EU to rule on D Börse and NYSE merger

Posted on January 31, 2012


The NYSE Euronext and Deutsche Börse tie-up on Wednesday faces its day of reckoning in Brussels, as European Union commissioners are expected to sign-off a recommendation to block a merger that allegedly stifles competition.

Senior officials are confident that a clear majority of the 27 European commissioners will back Joaquín Almunia, the competition commissioner, and prohibit the bid. But it is likely to come after an extremely contentious and rare debate at the full college of commissioners, a discussion of the like not seen in Brussels since merger control rules were pioneered in the early 1990s against stiff resistance from supporters of dirigiste industrial policy.

The potential dissenters are being led by Michel Barnier, the EU’s top financial regulator, who is determined to air his views on the merger
particularly given the sweeping market reforms he is overseeing.

“It is normal and legitimate that the college of commissioners have a discussion on these kinds of issues,” Mr Barnier told the Financial Times.

“The decision will have to be taken on the balance of two things: the rigorous application of competition law in current circumstances and the evolution we will see in the European financial landscape.”

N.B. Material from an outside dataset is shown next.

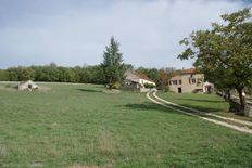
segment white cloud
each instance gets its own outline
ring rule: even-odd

Some senior EU officials expect Mr Barnier will achieve no more than a dissenting note in the meeting minutes – a declaration that will not save the merger but will infuriate Mr Almunia by raising questions over his judgment.

A more serious rebellion in the typically consensual college would be a watershed moment in Brussels, reviving debates over whether competition policy is a quasi-legal verdict or a more political process that supports the rise of “European champions”.

Typically competition commissioner’s recommendations are treated with some deference and waved through. While politics plays a role in the most controversial cases, the negotiation is usually settled behind the scenes.

An ideal outcome for the merger parties would be a week’s delay to the decision, in which Mr Almunia will be asked to check whether any more concessions are possible to allay competition concerns. If Mr Almunia wins as expected, the meeting will sign-off the European Commission’s 22nd merger prohibition.

Mr Barnier is sympathetic to the case that the merger will boost Europe’s ability to compete globally in listed derivatives at a time when the US and Asia show no signs of opening up their market structures.

“It is pretty much unprecedented in recent years to have this sort of discussion,” said Stephen Kinsella, a partner at the law firm Sidley Austin. “Although it is ultimately a college vote, it’s generally accepted that the competition commissioner makes his recommendation and the others defer to that.”